If $f$ is satisfiable, we say that it is SAT. Otherwise, it is UNSAT.
\end{description}
\begin{theorem}(Cook-Levin) \marginnote{Cook-Levin theorem}
SAT is NP-complete.
\begin{descriptionlist}
\item[NP-complete]
A problem is NP-complete iff it is in NP and every NP problem can be reduced to it.
\begin{remark}
All problems in NP can be reduced to SAT.
\end{remark}
\end{descriptionlist}
\end{theorem}
\begin{description}
\item[Satisfiable formula] \marginnote{Satisfiable formula}
A formula $f$ is satisfiable iff there is an assignment of the variables that makes it true.

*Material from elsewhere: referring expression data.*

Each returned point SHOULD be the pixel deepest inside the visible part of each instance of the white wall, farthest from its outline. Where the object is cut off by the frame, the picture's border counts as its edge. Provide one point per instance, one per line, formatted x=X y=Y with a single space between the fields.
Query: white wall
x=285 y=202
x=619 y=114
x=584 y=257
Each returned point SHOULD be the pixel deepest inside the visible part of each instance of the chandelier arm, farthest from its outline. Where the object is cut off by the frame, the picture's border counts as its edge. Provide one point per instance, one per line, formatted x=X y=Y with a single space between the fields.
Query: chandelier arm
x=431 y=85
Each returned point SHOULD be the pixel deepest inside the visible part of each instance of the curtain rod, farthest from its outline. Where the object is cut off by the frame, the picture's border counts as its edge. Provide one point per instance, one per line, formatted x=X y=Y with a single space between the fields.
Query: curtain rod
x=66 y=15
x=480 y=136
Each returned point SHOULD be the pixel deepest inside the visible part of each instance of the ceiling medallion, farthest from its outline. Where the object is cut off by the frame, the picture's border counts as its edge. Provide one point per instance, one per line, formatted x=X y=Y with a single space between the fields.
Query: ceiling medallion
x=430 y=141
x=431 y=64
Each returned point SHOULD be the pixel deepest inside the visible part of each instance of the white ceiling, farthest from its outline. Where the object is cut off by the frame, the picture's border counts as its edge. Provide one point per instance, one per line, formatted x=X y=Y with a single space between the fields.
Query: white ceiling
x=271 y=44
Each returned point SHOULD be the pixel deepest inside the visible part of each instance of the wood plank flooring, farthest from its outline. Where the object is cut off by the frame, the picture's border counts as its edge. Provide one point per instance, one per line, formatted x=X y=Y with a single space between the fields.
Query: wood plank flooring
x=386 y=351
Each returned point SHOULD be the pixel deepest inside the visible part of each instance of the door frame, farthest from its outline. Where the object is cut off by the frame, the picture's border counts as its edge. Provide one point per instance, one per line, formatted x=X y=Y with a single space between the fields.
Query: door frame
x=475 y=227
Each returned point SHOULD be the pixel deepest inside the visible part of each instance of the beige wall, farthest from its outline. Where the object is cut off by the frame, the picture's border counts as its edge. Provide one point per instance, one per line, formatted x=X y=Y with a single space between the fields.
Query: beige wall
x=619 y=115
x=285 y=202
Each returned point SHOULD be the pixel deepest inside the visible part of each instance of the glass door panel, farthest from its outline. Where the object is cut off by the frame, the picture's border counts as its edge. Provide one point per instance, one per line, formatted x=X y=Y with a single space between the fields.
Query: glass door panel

\item[Valid formula] \marginnote{Valid formula}
A formula $f$ is valid iff any assignment of the variables makes it true.
\begin{remark}
$f$ is valid iff $\lnot f$ is UNSAT.
\end{remark}
\item[SAT solver] \marginnote{SAT solver}
Given a problem, the following steps should be followed to solve it using a SAT solver:
\begin{enumerate}
\item Formalize the problem into a propositional formula.
\item Depending on the solver, it might be necessary to convert in into CNF.
\item Feed the formula to a SAT solver.
\item The result can be an assignment of the variables (SAT) or a failure (UNSAT).
\end{enumerate}
\end{description}
\section{Resolution}
\begin{description}
\item[Resolution] \marginnote{Resolution}
Basic approach for SAT.
Prove that a set of CNF clauses is UNSAT by deriving new clauses until a contradiction is reached.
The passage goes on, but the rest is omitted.